Human Choroidal Melanocyte Signal Transduction Responses to Various Pharmacological Agents: Focus on Endothelin Receptors

Abstract

Purpose: The receptor-coupled signal transduction systems present in isolated human choroidal melanocytes (HCOMs) were investigated.Methods: [3H]-inositol phosphates ([3H]-IPs) generated in the cells were measured by ion-exchange chromatography. cAMP generated in the cells was quantified using an enzyme immunoassay.Results: Initially, HCOM cells were challenged with a relatively high concentration (e.g., 1 µM–1 mM) of a variety of pharmacological agents in order to determine which functional receptors were present in these cells.
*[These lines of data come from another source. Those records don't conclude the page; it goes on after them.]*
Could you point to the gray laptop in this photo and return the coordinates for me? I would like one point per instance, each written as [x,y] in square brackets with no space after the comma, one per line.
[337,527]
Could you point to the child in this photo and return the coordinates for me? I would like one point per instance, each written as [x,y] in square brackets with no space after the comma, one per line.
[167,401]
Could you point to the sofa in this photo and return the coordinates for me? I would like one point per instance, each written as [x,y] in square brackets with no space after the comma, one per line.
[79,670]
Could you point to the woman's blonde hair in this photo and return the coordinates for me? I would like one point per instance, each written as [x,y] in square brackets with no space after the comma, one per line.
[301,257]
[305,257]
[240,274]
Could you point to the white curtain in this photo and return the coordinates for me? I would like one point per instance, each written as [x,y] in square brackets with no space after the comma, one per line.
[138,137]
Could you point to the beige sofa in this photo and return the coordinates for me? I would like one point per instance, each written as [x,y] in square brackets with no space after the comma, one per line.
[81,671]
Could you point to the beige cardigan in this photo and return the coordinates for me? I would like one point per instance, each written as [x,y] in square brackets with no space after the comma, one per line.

Full concentration-response pharmacological studies were subsequently conducted on endothelin receptors. While a number of prostaglandins (PGs) (e.g., PGD2, PGE2, PGF2α, cloprostenol, latanoprost acid, U-46619), histamine, carbachol, bombesin, and arginine-vasopressin were essentially inactive at stimulating the phosphoinositide (PI) hydrolysis response, endothelin-1 (ET-1) potently and efficaciously generated [3H]-IPs. Concentration-response studies yielded the following potency (EC50) and efficacy (Emax relative to ET-1) data: ET-1 EC50 = 3.4 ± 1.4 nM, Emax = 100%, n = 3; BQ-3020 (ETB receptor-selective agonist) EC50 = 13 ± 4 nM, Emax = 73 ± 2%, n = 3). The effects of ET-1 on [3H]-IPs production were blocked by the ETB receptor-selective antagonist, BQ-788 (IC50 = 10 ± 5 nM, n = 3), while the ETA receptor-selective antagonist (BQ-610) was essentially inactive. In the adenylyl cyclase (AC) assay, while isoproterenol (10 µM), ET-1 (1 µM) and PGE2 (10 µM) stimulated cAMP production, numerous other PGs (e.g., PGD2, PGF2α, PGI2, latanoprost, latanoprost acid, U-46619 and BW245C [all at > 10 µM]) were inactive.Conclusions: It is concluded that HCOMs express functionally active ETB receptors that mediate the production of [3H]-IPs. Additionally, HCOMs generate cAMP in response to ET-1, PGE2, and isoproterenol. These data may have relevance to the melanogenic activity of HCOM cells.